How are floating point numbers stored inside the CPU?

I am a Beginner and going through Assembly basics. Now while reading the matter, I came to this paragraph. It is explaining about how floating point numbers are stored inside memory.

The exponent for a float is an 8 bit field. To allow large numbers or small numbers to be stored, the exponent is interpreted as positive or negative. The actual exponent is the value of the 8 bit field minus 127. 127 is the "exponent bias" for 32 bit floating point numbers. The fraction field of a float holds a small surprise. Since 0.0 is defined as all bits set to 0, there is no need to worry about representing 0.0 as an exponent field equal to 127 and fraction field set to all O's. All other numbers have at least one 1 bit, so the IEEE 754 format uses an implicit 1 bit to save space. So if the fraction field is 00000000000000000000000, it is interpreted as 1 . 00000000000000000000000. This allows the fraction field to be effectively 24 bits. This is a clever trick made possible by making exponent fields of OxOO and OxFF special.
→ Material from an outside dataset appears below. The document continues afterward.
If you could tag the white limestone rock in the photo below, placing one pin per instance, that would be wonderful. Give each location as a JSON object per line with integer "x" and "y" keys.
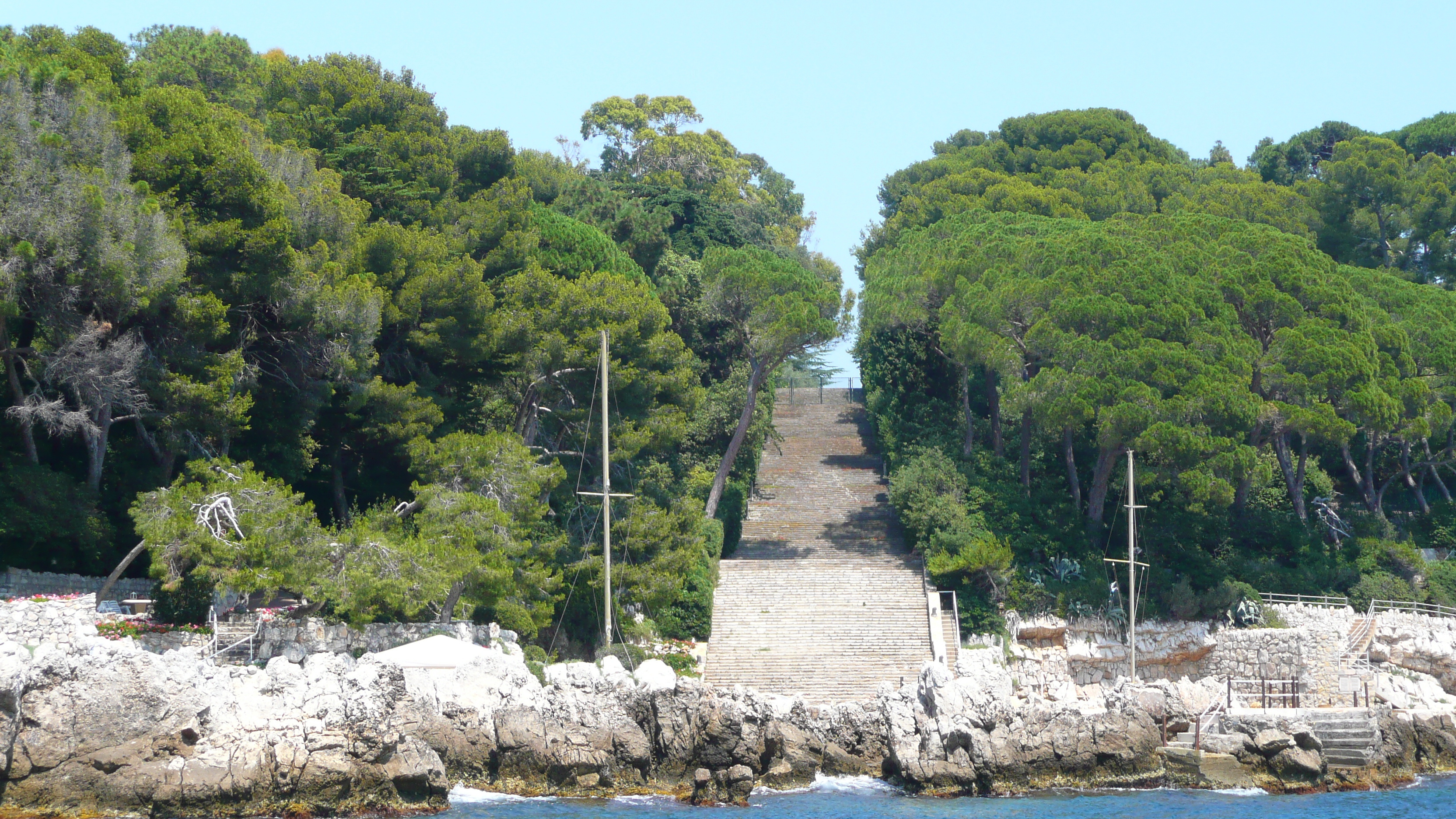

I am not getting it at all.

Can you explain me how they are stored inside memory ? I don't need references, I just need a good explanation so that I can easily understand.

Solution

Floating point numbers follow the IEEE754 standard. They have been using this set of rules mainly because floating point numbers can be (relatively) easily compared to integers and to other floating point numbers too.

There are 2 common versions of floating points: 32bit (IEEE binary32 aka single-precision float) and 64bit (binary64 aka double precision). The only difference between them is the size of their fields:

exponent: 8 bits for 32bit, 11 bits for 64bit
mantissa: 23 bits for 32bit, 52 bits for 64bit

There's an additional bit, the sign bit, that specifies if the considered number is positive or negative.

Now, take for example 12,375 base 10 (32bit):

First step is to convert this number in base 2: it's pretty easy, after some calculations you will have: 1100.011
Next you have to move the "comma" until you get 1.100011 (until the only digit before the . is a 1). How many times we move the comma? 3, that is the exponent. It means that our number can be represented as 1.100011*2^3. (It's not called a decimal point because this is binary. It's a "radix point" or "binary point".)

Moving the . around (and counting those moves with the exponent) until the mantissa starts with a leading 1. is called "normalizing". A number that's too small to be represented that way (limited range of the exponent) is called a subnormal or denormal number.
After that we have to add the bias to the exponent. That's 127 for the 8-bit exponent field in 32bit floats. Why should we do this? Well the answer is: because in this way we can more easily compare floating points with integers. (Comparing FP bit-patterns as integer tells you which one has larger magnitude, if they have the same sign.) Also, incrementing the bit-pattern (including carry from the mantissa into exponent) increases the magnitude to the next representable value. (nextafter())

If we didn't do this a negative exponent would be represented using two-complement notation, essentially putting a 1 in the most significant bit. But in this way a smaller floating point seems to be greater than a positive-exponent floating point. For this reason: we just add 127, with this little "trick" all positive exponents starts from 10000000 base 2 (which is 1 base 10) while negative exponents reach at most 01111110 base 2 (which is -1 base 10).

In our example the normalized exponent is 10000010 base 2.

Last thing to do is add mantix (.100011) after the exponent, the result is:
```
01000001010001100000000000000000
 |  exp ||      mantix         |
```

(first bit is the sign bit)

There's a nice online converter that visualizes the bits of a 32-bit float, and shows the decimal number it represents. You can modify either and it updates the other. https://www.h-schmidt.net/FloatConverter/IEEE754.html

That was the simple version which is a good start. It simplified by leaving out:

Not-A-Number NaN (biased exponent = all-ones; mantissa != 0)
+-Infinity (biased exponent = all-ones; mantissa = 0)
and didn't say much about subnormal numbers (biased exponent = 0 implies a leading 0 in the mantissa instead of the normal 1).

The Wikipedia articles on single and double precision are excellent, with diagrams and lots of explanation of corner cases and details. See them for the complete details.

Also, some (mostly historical) computers use FP formats that aren't IEEE-754.

And there are other IEEE-754 formats, like 16-bit half-precision, and one notable extended-precision format is 80-bit x87 which stores the leading 1 of the significand explicitly, instead of implied by a zero or non-zero exponent.

IEEE-754 even defines some decimal floating-point formats, using 10^exp to exactly represent decimal fractions instead of binary fractions. (HW support for these is limited but does exist).